This is the online repository of smart contract vulnerability detection and localization.

Task Definition

Detect and Localize reentrancy vulnerabilities in smart contract.

Dataset

The dataset we use is SmartBugs Wild Dataset and filtered following the paper Empirical Review of Automated Analysis Tools on 47,587 Ethereum Smart Contracts.

The tools analysis results we use is Vulnerability Analysis of Smart Contracts using SmartBugs and filtered following the paper Empirical Review of Automated Analysis Tools on 47,587 Ethereum Smart Contracts.

Data Format

  1. dataset/data.jsonl is stored in jsonlines format. Each line in the uncompressed file represents one contract. One row is illustrated below.

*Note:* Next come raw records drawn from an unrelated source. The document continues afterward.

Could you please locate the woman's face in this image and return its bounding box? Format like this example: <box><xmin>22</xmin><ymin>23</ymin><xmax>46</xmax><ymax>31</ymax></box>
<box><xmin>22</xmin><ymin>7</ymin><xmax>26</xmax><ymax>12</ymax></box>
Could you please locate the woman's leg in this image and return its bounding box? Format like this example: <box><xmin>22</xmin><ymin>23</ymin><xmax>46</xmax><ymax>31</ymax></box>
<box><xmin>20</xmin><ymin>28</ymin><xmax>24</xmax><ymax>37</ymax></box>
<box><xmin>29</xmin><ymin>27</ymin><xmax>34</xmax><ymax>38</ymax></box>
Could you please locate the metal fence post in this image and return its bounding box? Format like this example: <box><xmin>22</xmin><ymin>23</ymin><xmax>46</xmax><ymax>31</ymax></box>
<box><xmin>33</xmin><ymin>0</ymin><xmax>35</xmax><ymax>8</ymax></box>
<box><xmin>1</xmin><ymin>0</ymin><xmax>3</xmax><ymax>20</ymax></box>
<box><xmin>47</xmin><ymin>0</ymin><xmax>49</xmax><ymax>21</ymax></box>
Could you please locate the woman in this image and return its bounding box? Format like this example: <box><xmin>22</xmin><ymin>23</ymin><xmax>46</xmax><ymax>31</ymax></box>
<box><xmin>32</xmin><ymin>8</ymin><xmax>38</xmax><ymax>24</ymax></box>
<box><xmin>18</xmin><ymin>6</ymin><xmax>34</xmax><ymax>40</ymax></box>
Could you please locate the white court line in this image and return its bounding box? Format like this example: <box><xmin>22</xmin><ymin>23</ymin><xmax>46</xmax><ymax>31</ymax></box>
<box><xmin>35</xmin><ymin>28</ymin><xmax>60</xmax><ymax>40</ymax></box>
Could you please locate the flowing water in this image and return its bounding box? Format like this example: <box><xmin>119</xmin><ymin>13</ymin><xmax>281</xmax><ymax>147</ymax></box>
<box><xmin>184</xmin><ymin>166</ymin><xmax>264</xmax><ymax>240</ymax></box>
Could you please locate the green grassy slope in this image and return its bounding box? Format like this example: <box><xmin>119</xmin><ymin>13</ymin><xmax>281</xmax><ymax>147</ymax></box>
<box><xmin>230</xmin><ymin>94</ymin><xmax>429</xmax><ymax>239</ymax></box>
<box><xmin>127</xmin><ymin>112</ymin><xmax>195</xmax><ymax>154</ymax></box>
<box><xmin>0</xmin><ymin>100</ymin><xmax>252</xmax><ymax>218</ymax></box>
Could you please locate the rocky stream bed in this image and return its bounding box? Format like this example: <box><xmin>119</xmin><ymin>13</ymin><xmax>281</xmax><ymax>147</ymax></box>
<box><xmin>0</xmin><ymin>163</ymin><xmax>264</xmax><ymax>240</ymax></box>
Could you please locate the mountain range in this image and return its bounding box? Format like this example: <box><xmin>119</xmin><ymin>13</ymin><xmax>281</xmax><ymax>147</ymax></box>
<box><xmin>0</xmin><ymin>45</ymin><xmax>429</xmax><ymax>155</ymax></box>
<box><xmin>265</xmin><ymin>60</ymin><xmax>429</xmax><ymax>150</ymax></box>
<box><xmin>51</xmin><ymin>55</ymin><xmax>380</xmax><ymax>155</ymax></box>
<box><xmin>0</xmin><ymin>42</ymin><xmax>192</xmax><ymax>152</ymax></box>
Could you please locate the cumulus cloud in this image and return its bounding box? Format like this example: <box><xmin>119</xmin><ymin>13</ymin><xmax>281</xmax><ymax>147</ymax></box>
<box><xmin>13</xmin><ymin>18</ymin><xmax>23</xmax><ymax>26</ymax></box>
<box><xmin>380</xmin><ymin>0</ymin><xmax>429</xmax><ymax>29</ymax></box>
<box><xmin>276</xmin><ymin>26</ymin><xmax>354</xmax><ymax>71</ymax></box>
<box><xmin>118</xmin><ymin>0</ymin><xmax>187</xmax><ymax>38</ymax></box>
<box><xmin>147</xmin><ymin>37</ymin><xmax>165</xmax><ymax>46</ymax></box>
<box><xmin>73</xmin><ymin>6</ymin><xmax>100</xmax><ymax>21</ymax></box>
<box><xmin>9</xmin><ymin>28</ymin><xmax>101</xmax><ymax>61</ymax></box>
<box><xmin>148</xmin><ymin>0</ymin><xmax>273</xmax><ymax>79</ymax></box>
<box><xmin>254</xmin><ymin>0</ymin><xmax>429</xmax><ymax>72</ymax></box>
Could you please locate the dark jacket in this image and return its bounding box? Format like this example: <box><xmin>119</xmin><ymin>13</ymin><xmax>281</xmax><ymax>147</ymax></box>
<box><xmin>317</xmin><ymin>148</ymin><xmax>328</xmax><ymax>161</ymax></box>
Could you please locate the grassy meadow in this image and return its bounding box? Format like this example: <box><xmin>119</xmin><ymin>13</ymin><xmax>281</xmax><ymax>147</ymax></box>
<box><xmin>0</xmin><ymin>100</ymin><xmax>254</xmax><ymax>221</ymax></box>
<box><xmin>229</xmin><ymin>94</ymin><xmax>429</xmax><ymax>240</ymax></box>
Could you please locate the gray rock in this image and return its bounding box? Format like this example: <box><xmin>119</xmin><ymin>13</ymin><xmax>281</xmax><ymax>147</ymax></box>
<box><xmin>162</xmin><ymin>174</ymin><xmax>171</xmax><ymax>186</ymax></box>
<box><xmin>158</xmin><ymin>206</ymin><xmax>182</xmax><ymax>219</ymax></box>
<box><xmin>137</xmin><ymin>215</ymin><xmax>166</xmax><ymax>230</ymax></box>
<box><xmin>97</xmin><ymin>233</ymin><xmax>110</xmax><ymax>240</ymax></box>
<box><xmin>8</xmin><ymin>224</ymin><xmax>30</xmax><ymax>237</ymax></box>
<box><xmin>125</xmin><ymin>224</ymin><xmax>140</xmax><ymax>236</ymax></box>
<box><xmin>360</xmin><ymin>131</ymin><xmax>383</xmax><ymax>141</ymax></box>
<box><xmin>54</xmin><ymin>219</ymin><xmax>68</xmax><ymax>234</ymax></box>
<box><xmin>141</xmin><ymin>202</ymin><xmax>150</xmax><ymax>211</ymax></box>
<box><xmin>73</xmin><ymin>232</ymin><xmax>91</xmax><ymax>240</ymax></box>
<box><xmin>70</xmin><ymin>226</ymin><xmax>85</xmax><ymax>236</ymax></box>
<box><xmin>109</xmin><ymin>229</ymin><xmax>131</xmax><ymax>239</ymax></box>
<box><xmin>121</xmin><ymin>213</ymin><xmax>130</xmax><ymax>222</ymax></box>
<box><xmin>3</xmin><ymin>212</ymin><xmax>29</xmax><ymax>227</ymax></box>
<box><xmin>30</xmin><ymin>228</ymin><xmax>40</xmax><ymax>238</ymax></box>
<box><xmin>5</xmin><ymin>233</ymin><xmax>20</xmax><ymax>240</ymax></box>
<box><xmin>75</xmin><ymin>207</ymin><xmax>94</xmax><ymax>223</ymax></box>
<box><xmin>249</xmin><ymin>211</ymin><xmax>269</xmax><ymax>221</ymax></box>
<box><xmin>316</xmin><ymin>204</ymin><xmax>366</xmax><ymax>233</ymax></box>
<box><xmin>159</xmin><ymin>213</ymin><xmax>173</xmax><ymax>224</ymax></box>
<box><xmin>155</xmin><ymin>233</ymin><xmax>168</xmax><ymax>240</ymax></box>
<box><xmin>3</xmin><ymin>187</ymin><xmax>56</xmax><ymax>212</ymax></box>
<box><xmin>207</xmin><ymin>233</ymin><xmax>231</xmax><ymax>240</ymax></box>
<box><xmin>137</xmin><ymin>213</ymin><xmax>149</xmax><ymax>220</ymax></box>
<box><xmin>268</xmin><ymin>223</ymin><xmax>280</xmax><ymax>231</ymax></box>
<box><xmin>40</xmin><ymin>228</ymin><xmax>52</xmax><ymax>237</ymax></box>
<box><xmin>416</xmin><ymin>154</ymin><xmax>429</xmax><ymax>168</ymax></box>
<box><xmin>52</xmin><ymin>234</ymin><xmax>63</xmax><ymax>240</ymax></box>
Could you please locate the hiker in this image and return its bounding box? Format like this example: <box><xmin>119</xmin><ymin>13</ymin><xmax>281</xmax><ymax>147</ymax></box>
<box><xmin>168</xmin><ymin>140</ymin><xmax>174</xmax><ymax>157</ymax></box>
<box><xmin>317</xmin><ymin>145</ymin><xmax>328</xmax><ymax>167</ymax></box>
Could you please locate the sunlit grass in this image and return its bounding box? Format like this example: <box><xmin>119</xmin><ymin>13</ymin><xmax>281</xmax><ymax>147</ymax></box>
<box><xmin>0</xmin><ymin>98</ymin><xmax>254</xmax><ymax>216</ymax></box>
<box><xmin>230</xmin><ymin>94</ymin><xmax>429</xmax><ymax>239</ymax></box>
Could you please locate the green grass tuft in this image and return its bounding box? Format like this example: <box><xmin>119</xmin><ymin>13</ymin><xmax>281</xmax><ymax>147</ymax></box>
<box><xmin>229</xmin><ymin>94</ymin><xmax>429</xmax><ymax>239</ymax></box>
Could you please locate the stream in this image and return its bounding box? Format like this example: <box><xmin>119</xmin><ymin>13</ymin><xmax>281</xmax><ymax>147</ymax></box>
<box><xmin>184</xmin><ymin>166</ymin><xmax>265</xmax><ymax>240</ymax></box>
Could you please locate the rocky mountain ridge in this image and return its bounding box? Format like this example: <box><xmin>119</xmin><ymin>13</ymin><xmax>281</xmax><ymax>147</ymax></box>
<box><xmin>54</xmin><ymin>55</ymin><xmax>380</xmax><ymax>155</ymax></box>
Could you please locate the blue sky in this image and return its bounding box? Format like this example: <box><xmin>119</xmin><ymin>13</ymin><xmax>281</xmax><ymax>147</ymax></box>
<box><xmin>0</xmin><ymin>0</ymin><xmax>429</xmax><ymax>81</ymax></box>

    • contract: the smart contract

    • idx: index of the contract

    • address: the smart contract's address

  2. train.txt/valid.txt/test.txt provide examples, stored in the following format: idx label

Example

We provide an example,line 40 is the vulneralbility statement and ranked 1st in the ranking list

cd demo
cd dataset
unzip data.zip
cd ..
python detect.py dev
cd saved_models
vim predictions.txt
vim programs.txt

Dependency

  • python version: python3.7.6
  • pip install torch
  • pip install transformers
  • sudo apt install build-essential
  • pip install tree_sitter
  • pip install sklearn

Vulnerability localization

cd contract_all
cd dataset
unzip dataset.zip
cd ..
python detect.py dev

Get the result

We provide the result ranking list in txt form

cd contract_all
cd saved_models
vim predictions.txt

Output

The output of ReVulDL is not just a reported line number. Instead the result is a convergent sub-propagation chain or several sub-propagation chains from interpretable machine learning, which could be mapped to a context including a set of statements in descending order of suspiciousness. The context could reflect propagation relationships between suspicious statements may causing reentrancy vulnerability that engineers need to care about. These relationships can facilitate their understanding and analysis the root causes of the vulnerability. As is illustrated in the Figure below, the final result is a context including four statements corresponding the convergent sub-propagation chain. This context with statements in descending order of suspiciousness could help developers understand and locate the vulnerability. In the testing data set, ReVulDL detects 790 vulnerable contracts in total. Among these vulnerable contracts, the number of contracts in which statements having relationships with reentrancy are included in the output context is 684(accounting for 86.58%). Although 106(accounting for 13.42%) of these 790 vulnerable contracts are detected by ReVulDL, the output context could not successfully cover the suspicious statements. When the ranking metric is calculated in the experimental study, we suppose localization of these 13.42% vulnerable contracts as well as the vulnerable contracts could not be detected by ReVulDL is failed and set their location result to be null. For example, in Top-1 of ReVulDL, 20.40% is the number of ReVulDL can locate the vulnerable statements at the first place in the 86.58% vulnerable contracts over the number of all vulnerable contracts in the test data set.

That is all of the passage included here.